Virtual Piggy focuses on growth initiative

LOS ANGELES — Virtual Piggy initiated a consumer acquisition campaign to start building its subscriber base. Throughout the past four months, Virtual Piggy has added more than 400,000 new accounts most of which are based in the U.S. and some which were recently added in Canada.  

The two main areas for teen and tween purchases online are gaming and clothing and accessories. Virtual Piggy continues to integrate with retailers and game publishers in the U.S. and Europe. In the third quarter, the company entered into co-marketing initiatives with Claire’s and Habbo Hotel. 

Virtual Piggy also entered into a marketing agreement with InComm early in the third quarter to deliver digital gift cards through Virtual Piggy’s e-commerce operation. This allows parents, grandparents, aunts, uncles and friends to easily purchase and send digital gift cards from major brands directly to users of Virtual Piggy. These retailers and publishers will be featured in upcoming holiday promotions at Virtual Piggy.

The company also raised $6.4 million during the second quarter through a private placement of securities as well as option and warrant exercises, bringing cash at the end of second quarter to $8.3 million.

“It’s been a very busy two quarters,” said Dr. Jo Webber, CEO and Founder of Virtual Piggy. “We are thrilled to be at the point in our growth where we are onboarding users at continuously accelerating rates, integrating major retailers and gaming publishers, and seeing the adoption and use of our platform on a global basis.”
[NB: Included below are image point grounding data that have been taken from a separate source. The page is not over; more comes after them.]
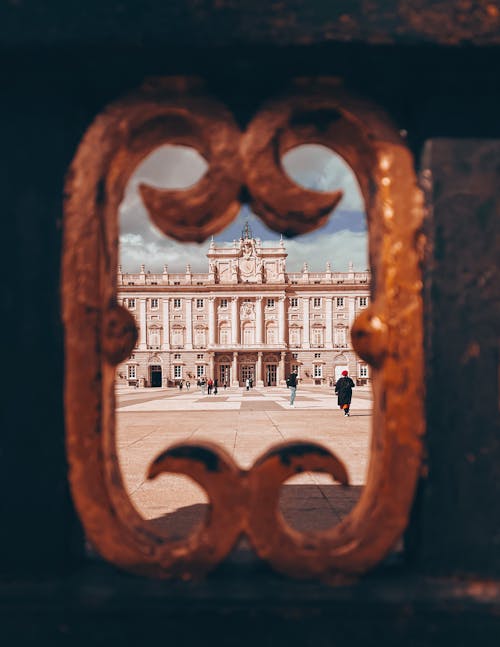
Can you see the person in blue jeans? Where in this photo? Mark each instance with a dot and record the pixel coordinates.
(292, 385)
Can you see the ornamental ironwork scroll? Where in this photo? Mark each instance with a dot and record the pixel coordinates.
(99, 334)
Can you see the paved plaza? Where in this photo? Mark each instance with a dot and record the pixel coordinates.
(245, 424)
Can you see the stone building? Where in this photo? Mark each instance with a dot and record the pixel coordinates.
(247, 317)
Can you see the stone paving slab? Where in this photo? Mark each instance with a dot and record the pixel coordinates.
(245, 427)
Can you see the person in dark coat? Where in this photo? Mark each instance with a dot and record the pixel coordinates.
(343, 388)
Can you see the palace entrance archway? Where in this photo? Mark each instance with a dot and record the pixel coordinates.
(155, 375)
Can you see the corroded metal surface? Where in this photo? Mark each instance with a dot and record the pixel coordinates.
(388, 335)
(447, 22)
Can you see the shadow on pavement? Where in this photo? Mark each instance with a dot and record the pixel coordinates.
(305, 507)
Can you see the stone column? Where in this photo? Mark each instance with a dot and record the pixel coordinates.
(189, 324)
(166, 324)
(329, 322)
(306, 342)
(280, 378)
(234, 370)
(142, 324)
(259, 380)
(258, 320)
(235, 322)
(351, 302)
(281, 321)
(211, 321)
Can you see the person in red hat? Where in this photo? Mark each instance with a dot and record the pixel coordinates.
(343, 388)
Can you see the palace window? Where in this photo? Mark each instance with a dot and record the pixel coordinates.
(340, 337)
(271, 335)
(224, 335)
(154, 339)
(295, 336)
(177, 337)
(200, 337)
(318, 336)
(248, 335)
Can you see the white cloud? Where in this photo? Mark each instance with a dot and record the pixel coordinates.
(141, 242)
(339, 248)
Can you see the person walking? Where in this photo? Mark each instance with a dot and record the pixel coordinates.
(343, 389)
(292, 385)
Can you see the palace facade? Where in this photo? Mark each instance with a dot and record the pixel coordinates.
(247, 317)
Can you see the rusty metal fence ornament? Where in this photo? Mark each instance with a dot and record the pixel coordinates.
(100, 334)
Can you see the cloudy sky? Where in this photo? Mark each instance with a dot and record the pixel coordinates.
(341, 240)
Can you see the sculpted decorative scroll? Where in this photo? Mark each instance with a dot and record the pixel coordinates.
(100, 334)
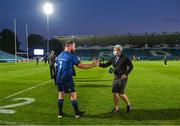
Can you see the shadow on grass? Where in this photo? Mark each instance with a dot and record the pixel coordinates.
(91, 80)
(140, 114)
(92, 85)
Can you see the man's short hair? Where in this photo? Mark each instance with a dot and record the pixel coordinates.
(68, 43)
(119, 47)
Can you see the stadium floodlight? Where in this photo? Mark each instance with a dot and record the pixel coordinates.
(48, 10)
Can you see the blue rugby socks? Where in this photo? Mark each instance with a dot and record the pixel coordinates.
(60, 105)
(75, 106)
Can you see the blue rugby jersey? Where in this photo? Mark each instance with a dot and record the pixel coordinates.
(65, 66)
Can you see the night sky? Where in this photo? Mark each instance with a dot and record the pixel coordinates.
(98, 17)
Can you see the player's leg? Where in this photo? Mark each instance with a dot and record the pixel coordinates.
(75, 105)
(125, 98)
(115, 88)
(60, 103)
(116, 102)
(123, 95)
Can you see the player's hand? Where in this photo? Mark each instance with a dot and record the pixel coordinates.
(123, 77)
(96, 62)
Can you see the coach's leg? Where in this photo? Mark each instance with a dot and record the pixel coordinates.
(116, 101)
(125, 98)
(74, 102)
(60, 102)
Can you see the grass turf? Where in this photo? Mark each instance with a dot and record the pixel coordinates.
(153, 89)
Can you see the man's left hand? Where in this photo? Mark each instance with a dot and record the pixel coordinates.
(123, 77)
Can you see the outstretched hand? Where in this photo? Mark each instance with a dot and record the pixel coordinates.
(96, 62)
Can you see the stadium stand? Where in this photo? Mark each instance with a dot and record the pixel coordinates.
(88, 53)
(6, 57)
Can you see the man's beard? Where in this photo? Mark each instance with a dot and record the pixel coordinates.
(72, 51)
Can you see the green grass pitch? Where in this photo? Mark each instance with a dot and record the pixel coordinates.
(153, 89)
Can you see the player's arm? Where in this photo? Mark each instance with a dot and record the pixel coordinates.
(87, 66)
(107, 64)
(130, 67)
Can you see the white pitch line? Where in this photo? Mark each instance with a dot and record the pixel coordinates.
(20, 92)
(30, 88)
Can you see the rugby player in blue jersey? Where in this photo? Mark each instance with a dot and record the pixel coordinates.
(64, 77)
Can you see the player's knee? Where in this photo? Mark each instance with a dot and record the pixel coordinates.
(61, 95)
(121, 95)
(73, 96)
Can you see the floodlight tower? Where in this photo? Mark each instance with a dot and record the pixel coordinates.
(48, 10)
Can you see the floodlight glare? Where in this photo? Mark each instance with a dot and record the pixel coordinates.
(48, 8)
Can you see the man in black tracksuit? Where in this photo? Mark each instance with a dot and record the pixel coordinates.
(122, 67)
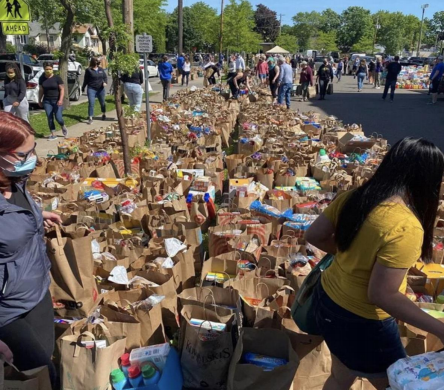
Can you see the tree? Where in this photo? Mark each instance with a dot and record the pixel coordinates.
(288, 42)
(239, 34)
(267, 24)
(355, 29)
(330, 21)
(306, 27)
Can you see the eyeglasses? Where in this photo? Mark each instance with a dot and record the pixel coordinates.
(23, 156)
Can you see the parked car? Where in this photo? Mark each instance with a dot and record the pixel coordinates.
(352, 59)
(73, 66)
(32, 83)
(152, 67)
(27, 59)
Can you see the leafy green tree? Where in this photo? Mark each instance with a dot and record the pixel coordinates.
(356, 28)
(267, 23)
(288, 42)
(239, 34)
(306, 27)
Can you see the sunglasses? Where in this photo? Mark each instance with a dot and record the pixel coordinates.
(23, 156)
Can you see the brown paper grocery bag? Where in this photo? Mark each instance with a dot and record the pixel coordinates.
(88, 368)
(268, 342)
(35, 379)
(72, 279)
(205, 354)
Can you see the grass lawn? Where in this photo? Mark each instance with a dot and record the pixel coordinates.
(73, 115)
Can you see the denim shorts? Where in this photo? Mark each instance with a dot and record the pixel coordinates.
(362, 345)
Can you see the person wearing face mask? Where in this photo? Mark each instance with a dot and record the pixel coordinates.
(51, 94)
(26, 311)
(96, 80)
(15, 93)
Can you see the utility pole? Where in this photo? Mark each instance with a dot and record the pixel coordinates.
(424, 6)
(377, 27)
(221, 33)
(180, 17)
(128, 21)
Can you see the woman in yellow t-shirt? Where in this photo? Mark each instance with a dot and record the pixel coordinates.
(377, 232)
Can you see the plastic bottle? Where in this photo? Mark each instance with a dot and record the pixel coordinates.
(125, 363)
(322, 157)
(135, 376)
(150, 375)
(118, 379)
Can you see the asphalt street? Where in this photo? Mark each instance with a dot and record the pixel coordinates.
(408, 116)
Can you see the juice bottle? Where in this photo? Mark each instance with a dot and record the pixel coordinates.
(150, 375)
(135, 376)
(118, 379)
(125, 363)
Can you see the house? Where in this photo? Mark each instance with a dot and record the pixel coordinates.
(85, 37)
(39, 35)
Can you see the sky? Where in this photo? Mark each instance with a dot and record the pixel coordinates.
(289, 8)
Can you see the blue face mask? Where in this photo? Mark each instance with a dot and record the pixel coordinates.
(20, 168)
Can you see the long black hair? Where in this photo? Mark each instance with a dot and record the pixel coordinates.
(18, 74)
(412, 169)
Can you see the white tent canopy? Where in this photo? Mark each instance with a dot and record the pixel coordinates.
(278, 50)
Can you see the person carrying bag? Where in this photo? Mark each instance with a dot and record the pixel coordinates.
(376, 233)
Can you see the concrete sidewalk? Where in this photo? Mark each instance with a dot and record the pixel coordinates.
(44, 146)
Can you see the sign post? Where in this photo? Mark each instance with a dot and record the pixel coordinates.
(144, 44)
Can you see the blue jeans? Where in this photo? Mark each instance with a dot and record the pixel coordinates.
(135, 94)
(361, 77)
(92, 95)
(392, 85)
(363, 345)
(53, 111)
(285, 90)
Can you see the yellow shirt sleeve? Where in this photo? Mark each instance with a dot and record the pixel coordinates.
(402, 246)
(332, 212)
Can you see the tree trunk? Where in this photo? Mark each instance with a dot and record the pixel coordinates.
(117, 91)
(66, 47)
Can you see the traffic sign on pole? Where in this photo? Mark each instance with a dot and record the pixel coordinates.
(144, 43)
(15, 28)
(14, 11)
Consumer acquisition is the core focus for Virtual Piggy in 2013, and the company continues to focus on rapidly growing its user and merchant base, as well as develop channel partner programs with major e-commerce and gaming platforms. In the second quarter, Virtual Piggy launched in Europe, and the first merchants and users will be live using the Virtual Piggy service in Europe in the third quarter of 2013. The company expects to see some revenue generation from the U.S., European and Canadian markets in the third and fourth quarters. However, the company does not expect to generate significant revenue until 2014.